J’aurais aimé pouvoir nier l’existence de Faurisson

Mardi 23 octobre, midi : je déjeune à la cafétéria de la fac de lettres. Alors que je feuillette, assis au comptoir, un quotidien afin d’y chercher l’inspiration, un haut personnage de la faculté vient s’asseoir à côté de moi et me demande si les nouvelles sont bonnes. Par égard pour son moral (il ne fait aucun mystère de son extrême fatigue), je lui rappelle la seule vraie bonne nouvelle du moment : la mort de Faurisson.

Mon interlocuteur saisit alors l’occasion pour m’apprendre que Faurisson n’avait divulgué ses insanités que pour devenir célèbre, pour acquérir une notoriété qu’il aurait été bien incapable d’obtenir avec des talents qu’il n’avait pas : il était tellement nul comme professeur de lettres que l’université avait fini par lui demander de donner ses cours par correspondance ! Et comme il n’avait obtenu guère plus de succès en tant qu’écrivain, ce fut donc uniquement pour être propulsé sur le devant de la scène médiatique qu’il se mit à diffuser ses thèses délirantes et criminelles… Sa trajectoire était donc en tout point semblable à celle de son copain Dieudonné : dans les deux cas, vous avez un homme qui se distingue par sa médiocrité morale et intellectuelle absolue et qui emprunte la voie de la provocation gratuite pour satisfaire son ego démesuré.

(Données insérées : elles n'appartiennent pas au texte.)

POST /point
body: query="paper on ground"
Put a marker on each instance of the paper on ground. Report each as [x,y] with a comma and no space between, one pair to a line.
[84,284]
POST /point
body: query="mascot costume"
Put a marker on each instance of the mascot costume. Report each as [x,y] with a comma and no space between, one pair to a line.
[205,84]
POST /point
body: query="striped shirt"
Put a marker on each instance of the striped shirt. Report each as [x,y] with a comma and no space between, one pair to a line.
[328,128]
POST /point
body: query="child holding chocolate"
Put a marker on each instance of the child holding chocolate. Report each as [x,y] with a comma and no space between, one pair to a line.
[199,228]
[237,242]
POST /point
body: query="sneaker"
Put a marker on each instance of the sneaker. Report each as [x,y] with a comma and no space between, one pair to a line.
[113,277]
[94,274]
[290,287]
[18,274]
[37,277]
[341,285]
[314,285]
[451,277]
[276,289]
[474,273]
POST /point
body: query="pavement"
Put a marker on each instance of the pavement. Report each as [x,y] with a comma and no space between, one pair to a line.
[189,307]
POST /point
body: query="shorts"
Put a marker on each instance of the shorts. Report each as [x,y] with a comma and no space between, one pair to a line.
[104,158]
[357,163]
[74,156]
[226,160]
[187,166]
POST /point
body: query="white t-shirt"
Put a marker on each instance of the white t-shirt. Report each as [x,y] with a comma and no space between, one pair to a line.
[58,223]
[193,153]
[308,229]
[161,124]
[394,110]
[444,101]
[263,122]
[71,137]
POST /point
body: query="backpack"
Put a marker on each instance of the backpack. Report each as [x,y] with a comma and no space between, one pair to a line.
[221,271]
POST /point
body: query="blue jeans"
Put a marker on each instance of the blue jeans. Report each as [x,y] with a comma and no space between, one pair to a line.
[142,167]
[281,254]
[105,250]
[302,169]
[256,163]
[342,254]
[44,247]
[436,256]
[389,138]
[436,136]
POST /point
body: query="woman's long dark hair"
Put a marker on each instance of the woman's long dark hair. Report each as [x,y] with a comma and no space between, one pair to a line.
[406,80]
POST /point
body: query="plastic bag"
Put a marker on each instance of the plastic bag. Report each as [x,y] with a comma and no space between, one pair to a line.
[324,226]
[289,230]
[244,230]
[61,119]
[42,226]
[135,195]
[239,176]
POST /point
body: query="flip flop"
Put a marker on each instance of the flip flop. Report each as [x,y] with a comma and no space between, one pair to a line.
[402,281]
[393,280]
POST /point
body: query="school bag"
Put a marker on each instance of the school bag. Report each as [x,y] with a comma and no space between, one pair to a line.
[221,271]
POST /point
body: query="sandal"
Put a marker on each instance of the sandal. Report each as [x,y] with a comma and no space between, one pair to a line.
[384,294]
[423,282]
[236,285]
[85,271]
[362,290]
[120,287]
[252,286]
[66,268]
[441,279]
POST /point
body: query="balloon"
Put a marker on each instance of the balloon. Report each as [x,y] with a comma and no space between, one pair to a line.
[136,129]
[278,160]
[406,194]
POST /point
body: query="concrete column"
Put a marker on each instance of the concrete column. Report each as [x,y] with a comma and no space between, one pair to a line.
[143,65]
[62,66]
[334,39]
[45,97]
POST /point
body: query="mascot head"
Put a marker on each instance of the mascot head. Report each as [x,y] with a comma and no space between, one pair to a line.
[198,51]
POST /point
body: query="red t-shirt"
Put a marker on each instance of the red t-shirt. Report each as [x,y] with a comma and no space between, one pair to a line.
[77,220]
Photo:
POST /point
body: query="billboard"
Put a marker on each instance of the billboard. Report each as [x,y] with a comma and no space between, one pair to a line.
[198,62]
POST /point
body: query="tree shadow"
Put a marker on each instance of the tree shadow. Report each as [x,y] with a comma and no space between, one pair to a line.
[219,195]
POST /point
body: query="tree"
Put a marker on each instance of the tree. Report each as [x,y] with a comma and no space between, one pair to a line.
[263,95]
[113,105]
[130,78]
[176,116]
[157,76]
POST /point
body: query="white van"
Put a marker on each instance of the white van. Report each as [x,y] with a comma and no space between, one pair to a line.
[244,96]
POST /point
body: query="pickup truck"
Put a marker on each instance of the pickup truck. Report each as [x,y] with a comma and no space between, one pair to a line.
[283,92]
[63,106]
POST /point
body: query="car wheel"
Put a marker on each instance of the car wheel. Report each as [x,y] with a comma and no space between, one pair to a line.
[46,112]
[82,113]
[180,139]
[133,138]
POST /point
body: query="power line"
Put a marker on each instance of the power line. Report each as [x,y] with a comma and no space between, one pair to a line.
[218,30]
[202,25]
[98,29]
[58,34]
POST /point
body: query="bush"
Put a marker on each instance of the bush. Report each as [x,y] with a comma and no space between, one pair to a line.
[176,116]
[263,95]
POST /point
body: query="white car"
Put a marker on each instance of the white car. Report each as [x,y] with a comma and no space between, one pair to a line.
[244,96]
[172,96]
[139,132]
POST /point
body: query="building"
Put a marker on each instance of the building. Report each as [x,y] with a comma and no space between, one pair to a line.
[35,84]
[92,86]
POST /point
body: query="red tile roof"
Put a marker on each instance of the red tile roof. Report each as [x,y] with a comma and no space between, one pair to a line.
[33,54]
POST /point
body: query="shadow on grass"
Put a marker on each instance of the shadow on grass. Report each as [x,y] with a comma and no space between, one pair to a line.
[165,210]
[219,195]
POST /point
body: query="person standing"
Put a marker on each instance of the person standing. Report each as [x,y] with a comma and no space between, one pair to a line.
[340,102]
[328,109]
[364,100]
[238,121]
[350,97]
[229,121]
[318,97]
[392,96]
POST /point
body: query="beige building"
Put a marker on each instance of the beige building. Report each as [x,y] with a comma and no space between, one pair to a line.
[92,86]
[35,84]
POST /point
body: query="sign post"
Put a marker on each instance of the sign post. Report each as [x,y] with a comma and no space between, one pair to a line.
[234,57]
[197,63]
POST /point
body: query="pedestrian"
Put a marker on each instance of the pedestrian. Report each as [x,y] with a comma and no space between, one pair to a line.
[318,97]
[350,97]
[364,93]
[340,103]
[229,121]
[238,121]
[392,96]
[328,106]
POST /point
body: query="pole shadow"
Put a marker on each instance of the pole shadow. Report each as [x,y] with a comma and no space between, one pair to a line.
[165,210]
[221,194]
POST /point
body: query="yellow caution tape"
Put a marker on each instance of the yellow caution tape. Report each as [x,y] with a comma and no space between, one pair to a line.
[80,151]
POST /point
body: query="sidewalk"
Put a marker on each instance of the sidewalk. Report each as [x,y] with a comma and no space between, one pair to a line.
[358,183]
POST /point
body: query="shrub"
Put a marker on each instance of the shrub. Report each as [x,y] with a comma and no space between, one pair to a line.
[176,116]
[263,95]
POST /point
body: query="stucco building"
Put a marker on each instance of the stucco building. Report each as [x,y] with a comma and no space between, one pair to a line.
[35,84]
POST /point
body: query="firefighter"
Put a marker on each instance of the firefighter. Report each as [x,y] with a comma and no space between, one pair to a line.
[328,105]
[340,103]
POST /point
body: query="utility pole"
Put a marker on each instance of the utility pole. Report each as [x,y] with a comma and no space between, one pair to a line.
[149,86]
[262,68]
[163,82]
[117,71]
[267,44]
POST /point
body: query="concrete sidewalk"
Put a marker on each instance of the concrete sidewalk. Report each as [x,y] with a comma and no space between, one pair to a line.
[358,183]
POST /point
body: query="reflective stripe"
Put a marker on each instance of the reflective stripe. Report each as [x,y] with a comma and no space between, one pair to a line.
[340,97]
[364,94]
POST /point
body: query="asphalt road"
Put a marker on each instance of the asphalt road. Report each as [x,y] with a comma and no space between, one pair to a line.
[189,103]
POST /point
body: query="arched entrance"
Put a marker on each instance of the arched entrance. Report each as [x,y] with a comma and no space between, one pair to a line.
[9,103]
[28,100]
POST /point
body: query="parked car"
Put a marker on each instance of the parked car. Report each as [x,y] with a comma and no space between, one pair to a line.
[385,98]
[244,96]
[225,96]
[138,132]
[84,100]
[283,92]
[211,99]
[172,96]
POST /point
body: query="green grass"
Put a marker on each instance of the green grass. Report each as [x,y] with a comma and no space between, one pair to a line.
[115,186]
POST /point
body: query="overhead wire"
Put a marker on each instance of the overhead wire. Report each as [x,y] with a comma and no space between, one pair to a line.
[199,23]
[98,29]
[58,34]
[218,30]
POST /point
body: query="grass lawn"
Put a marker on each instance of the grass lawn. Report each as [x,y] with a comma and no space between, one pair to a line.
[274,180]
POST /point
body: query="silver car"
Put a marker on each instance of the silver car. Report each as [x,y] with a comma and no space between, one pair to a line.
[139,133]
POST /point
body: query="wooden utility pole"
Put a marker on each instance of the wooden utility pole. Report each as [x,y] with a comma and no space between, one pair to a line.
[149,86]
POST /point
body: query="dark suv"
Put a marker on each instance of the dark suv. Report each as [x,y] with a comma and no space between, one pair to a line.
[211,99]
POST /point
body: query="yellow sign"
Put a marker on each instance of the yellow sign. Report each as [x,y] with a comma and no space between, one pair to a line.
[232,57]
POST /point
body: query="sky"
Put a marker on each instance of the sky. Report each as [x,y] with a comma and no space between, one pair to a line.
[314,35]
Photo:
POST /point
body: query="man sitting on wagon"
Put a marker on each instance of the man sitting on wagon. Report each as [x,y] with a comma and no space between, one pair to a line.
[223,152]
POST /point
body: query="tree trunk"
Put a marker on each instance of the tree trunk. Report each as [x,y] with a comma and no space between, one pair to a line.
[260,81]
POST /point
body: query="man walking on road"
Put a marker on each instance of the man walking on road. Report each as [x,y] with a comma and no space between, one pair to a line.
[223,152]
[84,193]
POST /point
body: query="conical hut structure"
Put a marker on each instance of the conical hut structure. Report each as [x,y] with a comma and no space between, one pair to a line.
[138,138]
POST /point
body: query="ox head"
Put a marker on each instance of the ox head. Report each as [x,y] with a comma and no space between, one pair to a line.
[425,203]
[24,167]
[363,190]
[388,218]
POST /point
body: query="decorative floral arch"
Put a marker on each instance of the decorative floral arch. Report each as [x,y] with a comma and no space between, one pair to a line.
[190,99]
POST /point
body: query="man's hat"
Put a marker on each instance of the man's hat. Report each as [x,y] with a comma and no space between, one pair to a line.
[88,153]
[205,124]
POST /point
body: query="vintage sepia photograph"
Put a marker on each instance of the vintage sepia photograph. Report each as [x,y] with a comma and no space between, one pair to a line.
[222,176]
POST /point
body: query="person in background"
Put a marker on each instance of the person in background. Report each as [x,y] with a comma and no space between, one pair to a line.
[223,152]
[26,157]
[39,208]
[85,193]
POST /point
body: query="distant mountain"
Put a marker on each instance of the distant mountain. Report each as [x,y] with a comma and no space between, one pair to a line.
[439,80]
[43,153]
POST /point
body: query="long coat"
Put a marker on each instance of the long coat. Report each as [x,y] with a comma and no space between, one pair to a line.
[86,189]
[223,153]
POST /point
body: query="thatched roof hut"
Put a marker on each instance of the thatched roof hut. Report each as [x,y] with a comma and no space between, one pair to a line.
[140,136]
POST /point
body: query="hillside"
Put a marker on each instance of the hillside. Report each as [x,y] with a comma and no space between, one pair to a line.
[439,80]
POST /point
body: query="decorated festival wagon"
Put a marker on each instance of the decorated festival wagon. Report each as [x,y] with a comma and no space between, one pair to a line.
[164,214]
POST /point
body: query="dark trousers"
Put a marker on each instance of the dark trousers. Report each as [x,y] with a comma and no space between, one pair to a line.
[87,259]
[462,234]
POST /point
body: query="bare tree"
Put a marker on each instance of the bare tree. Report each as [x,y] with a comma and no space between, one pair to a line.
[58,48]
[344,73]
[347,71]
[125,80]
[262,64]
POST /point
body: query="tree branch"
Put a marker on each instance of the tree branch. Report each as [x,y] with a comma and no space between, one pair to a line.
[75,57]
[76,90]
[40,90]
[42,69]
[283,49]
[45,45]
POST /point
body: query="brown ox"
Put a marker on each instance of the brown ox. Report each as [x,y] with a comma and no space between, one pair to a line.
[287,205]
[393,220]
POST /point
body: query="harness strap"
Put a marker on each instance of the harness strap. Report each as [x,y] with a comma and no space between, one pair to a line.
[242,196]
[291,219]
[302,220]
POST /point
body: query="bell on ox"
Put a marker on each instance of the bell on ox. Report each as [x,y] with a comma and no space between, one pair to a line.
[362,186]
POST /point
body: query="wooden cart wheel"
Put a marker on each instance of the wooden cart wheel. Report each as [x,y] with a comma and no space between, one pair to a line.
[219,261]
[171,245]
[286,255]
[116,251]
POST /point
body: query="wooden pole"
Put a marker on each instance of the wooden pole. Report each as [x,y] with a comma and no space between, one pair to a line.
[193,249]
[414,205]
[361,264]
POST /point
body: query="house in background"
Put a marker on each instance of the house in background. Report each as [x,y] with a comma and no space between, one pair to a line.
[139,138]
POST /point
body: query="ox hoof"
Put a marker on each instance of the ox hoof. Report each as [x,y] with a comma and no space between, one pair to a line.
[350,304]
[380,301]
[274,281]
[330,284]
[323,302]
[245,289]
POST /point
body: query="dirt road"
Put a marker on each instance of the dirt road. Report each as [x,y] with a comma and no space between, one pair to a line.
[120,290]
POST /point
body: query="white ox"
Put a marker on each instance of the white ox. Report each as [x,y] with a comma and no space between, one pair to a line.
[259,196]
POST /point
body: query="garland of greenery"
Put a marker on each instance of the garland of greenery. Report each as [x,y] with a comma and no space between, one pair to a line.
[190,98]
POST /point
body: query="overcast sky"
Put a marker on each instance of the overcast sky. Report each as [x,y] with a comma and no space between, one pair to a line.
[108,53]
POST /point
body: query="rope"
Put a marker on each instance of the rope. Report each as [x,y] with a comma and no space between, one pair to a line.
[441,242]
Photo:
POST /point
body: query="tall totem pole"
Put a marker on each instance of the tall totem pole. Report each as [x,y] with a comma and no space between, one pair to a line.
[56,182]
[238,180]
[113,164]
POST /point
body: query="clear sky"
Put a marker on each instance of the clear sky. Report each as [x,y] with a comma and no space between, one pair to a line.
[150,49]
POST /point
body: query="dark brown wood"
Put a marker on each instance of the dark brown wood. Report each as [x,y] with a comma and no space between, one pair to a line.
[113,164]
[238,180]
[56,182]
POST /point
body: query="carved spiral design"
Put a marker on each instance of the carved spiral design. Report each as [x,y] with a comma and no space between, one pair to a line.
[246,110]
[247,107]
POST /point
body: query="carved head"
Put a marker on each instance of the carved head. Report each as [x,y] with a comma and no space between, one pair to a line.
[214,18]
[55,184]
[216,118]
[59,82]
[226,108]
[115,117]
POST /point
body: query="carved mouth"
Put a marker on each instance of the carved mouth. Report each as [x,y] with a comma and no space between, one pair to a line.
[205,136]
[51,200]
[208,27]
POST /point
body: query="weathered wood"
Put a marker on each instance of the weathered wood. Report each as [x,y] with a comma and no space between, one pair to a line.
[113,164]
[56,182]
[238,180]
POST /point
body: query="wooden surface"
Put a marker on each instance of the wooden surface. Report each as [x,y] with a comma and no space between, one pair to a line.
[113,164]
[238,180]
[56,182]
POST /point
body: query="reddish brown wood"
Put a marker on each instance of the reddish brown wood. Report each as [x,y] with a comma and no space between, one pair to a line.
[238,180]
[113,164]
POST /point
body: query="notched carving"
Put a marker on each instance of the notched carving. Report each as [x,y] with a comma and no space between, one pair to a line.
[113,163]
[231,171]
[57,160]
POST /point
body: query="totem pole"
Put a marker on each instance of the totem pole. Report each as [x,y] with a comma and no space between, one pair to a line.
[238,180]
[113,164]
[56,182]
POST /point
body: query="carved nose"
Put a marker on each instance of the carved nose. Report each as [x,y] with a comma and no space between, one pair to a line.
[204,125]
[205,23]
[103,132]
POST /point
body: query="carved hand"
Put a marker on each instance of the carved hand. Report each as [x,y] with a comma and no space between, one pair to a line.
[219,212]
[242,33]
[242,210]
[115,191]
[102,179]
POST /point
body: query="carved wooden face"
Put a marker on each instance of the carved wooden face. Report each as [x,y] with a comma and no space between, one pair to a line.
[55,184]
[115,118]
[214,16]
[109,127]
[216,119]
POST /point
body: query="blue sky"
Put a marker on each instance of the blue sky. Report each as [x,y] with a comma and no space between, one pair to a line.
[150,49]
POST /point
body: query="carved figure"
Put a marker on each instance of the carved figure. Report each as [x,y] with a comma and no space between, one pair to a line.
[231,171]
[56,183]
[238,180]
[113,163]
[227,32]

Comme l’a écrit Amélie Nothomb, « rien de tel que la médiocrité pour penser du bien de soi ». Au final, Faurisson n’était qu’un sale gosse qui voulait se rendre intéressant à tout prix, il ne valait pas mieux que les Kardashian ou Nabila : s’il n’avait pas eu une aussi sale gueule et s’il avait su se servir d’un smartphone, il aurait fait comme les bellâtres d’aujourd’hui, qui diffusent sur Instagram des selfies où ils exhibent leurs abdos en tablettes de chocolat…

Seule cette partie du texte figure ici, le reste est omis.